Paladar Latino: Ingredientes e texturas que vão ganhar seu coração
Por muito tempo a gastronomia tida como exemplar aos olhos do mundo era aquela com técnicas e ingredientes vindos de países europeus, com grande tradição em haute cuisine. Da entrada até o cafezinho, que costuma fechar a experiência do sabor em grande parte das culturas, um pé na Itália ou na França era imprescindível. Há alguns anos, contudo, isso vem mudando em todo o planeta, tendo na América Latina um ponto expressivo para redescobrir ingredientes, texturas e processos.
A hora do frescor
Andando por grandes mercados internacionais, como o Chelsea Market, em Nova York, o St. Lawrence Market, em Toronto, ou pelas redondezas do tradicional Borough Market, de Londres, você começa a ver os locais que vendem arepas venezuelanas, ceviches peruanos e comida chilena florescer entre turistas e locais.
“Ultimamente, houve uma grande mudança nos hábitos alimentares, com as pessoas cada vez mais valorizando produtos frescos”, diz Débora Shornik, chef no comando do Caxiri, restaurante que exalta a riqueza de sabores da Amazônia. Frescor é algo que a cozinha latino-americana tem de sobra. Mesmo longe de suas origens, nesses pon- tos de venda que são patrimônios da humanidade, é possível pegar carne ou vegetais e transformá-los em pratos reconfortantes, feitos com técnicas de países de culturas nativas ímpares.
Com tal interesse internacional pela rica culinária feita abaixo da linha do Equador, em um ato que ainda flerta com a herança colonialista, muitos consumidores latinos começaram a valorizar a sua gastronomia.
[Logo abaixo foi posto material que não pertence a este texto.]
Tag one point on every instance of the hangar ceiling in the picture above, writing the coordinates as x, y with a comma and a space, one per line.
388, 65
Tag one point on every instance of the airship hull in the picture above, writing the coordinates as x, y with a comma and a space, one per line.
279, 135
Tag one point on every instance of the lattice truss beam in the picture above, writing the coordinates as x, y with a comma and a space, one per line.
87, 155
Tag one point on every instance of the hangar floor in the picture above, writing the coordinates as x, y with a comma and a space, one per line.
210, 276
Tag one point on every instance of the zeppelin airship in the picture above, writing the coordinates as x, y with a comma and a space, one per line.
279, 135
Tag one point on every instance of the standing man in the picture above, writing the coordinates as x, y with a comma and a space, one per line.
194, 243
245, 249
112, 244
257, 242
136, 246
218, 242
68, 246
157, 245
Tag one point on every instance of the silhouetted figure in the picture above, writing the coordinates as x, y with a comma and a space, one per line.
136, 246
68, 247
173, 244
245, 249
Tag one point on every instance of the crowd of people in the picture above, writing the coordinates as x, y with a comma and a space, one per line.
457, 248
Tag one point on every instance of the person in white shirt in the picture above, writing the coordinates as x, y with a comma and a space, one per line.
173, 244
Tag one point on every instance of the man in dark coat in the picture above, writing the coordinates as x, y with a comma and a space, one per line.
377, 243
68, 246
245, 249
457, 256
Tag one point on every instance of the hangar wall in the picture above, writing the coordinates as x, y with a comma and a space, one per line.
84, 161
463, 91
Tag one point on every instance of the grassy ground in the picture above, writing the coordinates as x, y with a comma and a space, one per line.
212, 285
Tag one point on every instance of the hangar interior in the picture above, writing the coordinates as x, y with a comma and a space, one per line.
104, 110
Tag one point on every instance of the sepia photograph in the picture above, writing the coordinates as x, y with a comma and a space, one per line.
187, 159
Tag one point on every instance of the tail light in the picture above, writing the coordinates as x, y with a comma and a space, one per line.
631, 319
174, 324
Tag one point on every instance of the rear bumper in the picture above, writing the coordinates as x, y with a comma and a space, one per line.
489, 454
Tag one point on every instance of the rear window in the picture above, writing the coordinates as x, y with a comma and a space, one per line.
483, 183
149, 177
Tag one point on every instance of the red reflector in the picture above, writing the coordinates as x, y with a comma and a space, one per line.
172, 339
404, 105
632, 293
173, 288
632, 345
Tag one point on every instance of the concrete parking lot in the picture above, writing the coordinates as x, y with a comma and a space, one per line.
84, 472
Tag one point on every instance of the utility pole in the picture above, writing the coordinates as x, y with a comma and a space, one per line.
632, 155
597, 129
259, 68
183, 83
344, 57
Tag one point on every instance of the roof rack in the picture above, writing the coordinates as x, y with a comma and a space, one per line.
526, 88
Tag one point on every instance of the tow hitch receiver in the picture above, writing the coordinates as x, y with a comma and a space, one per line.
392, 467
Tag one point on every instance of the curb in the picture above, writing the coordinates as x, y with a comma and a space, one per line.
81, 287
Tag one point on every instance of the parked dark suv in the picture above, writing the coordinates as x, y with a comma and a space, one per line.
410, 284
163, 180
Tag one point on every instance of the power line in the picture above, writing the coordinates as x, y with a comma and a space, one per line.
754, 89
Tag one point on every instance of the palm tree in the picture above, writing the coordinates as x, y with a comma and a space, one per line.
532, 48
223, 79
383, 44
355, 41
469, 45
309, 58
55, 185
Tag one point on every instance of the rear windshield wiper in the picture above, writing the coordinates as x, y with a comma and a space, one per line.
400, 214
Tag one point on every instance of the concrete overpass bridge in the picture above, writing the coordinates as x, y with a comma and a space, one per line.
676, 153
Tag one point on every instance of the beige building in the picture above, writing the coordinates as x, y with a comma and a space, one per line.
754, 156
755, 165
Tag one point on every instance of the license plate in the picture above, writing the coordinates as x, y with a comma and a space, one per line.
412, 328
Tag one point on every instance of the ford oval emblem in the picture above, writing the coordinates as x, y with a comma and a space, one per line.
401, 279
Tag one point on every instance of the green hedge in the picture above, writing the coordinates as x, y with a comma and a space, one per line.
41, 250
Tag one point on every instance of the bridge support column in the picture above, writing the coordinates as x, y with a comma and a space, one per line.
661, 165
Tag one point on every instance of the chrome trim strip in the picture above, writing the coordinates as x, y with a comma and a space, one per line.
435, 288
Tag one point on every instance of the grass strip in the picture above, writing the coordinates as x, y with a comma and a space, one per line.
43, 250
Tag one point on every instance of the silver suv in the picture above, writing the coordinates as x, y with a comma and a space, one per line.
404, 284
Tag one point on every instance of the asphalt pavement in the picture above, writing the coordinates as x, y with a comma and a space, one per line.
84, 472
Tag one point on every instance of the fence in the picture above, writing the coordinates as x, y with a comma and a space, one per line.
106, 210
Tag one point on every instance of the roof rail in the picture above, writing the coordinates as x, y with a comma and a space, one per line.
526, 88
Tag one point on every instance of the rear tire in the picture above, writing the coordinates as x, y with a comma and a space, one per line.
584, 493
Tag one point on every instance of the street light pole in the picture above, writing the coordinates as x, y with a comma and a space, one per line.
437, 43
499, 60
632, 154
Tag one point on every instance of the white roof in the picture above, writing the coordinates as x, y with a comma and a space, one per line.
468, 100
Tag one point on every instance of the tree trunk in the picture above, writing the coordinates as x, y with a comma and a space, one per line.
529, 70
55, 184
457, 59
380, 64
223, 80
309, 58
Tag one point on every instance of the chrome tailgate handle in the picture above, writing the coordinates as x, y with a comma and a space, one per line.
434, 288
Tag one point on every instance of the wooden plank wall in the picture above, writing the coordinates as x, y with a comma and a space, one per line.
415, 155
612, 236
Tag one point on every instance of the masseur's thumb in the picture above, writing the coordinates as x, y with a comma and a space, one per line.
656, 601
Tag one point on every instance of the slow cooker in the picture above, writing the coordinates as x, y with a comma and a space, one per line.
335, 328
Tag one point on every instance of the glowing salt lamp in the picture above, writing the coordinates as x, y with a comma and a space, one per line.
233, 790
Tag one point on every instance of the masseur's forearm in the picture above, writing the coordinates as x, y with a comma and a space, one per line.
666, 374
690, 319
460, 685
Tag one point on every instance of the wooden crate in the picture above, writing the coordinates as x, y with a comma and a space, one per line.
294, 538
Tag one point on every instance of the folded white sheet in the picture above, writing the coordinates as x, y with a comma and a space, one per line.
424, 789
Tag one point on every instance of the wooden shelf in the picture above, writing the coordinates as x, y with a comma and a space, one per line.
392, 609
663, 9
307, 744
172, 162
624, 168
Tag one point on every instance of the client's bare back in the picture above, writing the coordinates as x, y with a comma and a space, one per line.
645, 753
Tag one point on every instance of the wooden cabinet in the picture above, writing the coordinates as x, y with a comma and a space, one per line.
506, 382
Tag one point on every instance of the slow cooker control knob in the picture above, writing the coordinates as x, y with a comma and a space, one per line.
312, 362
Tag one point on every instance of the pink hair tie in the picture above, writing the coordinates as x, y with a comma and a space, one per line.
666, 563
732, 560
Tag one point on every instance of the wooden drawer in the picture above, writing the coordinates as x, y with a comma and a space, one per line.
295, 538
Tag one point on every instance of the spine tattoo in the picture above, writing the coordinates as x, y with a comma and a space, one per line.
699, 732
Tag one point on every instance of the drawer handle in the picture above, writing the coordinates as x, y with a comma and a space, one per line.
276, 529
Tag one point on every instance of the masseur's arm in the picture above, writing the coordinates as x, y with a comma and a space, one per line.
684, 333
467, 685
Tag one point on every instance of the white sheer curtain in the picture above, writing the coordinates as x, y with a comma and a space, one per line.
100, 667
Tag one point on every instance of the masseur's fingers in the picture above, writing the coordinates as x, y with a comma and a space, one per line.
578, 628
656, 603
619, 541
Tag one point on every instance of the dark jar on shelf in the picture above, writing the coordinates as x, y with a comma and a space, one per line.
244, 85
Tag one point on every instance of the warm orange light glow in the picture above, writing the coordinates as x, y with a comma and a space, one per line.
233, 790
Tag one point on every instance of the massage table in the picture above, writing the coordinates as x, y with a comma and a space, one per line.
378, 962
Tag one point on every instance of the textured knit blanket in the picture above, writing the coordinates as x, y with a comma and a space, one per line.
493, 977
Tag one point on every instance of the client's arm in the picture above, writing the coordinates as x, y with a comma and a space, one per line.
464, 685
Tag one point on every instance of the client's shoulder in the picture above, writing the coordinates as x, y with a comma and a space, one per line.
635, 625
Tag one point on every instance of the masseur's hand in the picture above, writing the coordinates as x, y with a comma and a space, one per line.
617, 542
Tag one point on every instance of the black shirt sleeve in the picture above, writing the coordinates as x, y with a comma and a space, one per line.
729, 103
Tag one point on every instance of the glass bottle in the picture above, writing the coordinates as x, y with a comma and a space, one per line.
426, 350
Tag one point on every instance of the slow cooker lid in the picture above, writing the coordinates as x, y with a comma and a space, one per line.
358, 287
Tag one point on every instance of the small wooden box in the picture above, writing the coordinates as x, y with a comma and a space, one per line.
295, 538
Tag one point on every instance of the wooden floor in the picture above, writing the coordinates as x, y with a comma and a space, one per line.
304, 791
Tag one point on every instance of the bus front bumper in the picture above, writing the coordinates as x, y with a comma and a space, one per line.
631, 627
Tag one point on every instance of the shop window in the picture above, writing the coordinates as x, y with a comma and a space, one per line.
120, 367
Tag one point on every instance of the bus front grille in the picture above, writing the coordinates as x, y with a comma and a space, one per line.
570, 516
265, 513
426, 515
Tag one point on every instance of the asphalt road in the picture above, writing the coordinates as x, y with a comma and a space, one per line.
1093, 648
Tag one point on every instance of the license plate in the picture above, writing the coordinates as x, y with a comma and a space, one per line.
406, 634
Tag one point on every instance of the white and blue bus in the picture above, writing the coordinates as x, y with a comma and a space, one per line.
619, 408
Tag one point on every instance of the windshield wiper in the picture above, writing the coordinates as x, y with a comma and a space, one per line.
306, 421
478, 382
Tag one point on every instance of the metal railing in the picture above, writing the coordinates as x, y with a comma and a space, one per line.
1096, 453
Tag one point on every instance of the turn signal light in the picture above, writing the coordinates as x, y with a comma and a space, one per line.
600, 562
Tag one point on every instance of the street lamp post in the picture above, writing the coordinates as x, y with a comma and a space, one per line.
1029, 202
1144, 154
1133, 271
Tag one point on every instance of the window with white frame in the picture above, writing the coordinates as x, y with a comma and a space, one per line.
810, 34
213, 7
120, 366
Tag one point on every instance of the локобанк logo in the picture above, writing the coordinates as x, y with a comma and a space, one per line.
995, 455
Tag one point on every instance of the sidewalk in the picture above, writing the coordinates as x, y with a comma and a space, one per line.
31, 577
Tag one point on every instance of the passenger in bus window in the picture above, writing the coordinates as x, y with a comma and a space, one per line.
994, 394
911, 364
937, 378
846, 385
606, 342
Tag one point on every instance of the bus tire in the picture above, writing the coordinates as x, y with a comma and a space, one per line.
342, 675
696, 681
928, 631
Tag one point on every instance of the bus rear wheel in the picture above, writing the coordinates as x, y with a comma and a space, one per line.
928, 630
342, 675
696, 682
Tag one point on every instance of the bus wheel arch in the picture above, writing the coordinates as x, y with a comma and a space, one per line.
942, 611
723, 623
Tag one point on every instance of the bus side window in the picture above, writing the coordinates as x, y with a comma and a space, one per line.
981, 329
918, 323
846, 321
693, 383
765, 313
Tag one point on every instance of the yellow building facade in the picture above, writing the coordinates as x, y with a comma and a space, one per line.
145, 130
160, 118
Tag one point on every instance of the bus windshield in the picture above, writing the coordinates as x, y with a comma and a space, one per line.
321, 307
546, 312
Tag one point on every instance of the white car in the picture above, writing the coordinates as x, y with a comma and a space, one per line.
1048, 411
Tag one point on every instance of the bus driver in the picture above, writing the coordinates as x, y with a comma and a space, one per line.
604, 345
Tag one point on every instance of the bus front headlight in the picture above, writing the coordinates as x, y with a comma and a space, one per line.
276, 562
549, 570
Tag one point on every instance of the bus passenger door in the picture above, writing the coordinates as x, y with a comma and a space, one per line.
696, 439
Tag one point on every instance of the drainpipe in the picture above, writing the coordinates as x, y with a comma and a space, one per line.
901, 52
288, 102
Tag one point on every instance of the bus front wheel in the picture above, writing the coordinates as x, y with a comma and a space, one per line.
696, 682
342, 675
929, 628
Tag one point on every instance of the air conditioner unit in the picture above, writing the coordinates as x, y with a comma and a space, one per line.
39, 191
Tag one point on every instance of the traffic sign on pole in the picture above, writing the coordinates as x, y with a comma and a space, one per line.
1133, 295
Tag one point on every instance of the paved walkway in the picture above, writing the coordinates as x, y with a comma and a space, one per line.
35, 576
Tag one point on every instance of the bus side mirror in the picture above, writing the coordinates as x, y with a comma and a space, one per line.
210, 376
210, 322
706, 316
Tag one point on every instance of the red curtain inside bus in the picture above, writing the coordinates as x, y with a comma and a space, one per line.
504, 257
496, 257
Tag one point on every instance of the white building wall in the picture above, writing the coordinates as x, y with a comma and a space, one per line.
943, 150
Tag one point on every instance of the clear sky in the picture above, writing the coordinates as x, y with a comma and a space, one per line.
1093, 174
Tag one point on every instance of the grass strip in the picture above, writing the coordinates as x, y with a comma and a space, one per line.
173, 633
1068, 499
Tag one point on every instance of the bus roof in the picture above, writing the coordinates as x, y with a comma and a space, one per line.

No Brasil, por exemplo, frutos e temperos regionais ganham espaço em restaurantes “com assinatura”, cujos chefs, há tempos, praticamente catequizam seus clientes para enveredar por pratos ricos em nossa ancestralidade. Ingredientes que antes eram renegados agora encontram palco para brilhar, como o melaço de cana, o queijo coalho, peixes de rio doce e o cumaru, considerado a baunilha do cerrado. Dentro desse tabuleiro que hipnotiza os sentidos, basta encarar o inusitado para se apaixonar.
Amazônia, sabor e essência
Para quem está em busca das raízes amazônicas, a chef Débora Shornik indica valorizar o produto local: “A gastronomia brasileira é enorme e está, cada vez mais, se conectando com o produto e com o produtor. Para mim, a essência da comida nacional é indígena. Vejo um movimento de resgate importante nessa direção”, comenta.
Para ela, precisamos conhecer mais ingredientes como a mandioca em suas diversas formas, como a farinha de crueira, o arubé, os molhos de pimenta a partir da mandioca puba e toda a versatilidade do tucupi. “A comida é a maior manifestação cultural de um lugar. A amazônica, por si só, é cultura pura”, exalta Débora, que intitula sua cozinha como “mestiça” e slow food.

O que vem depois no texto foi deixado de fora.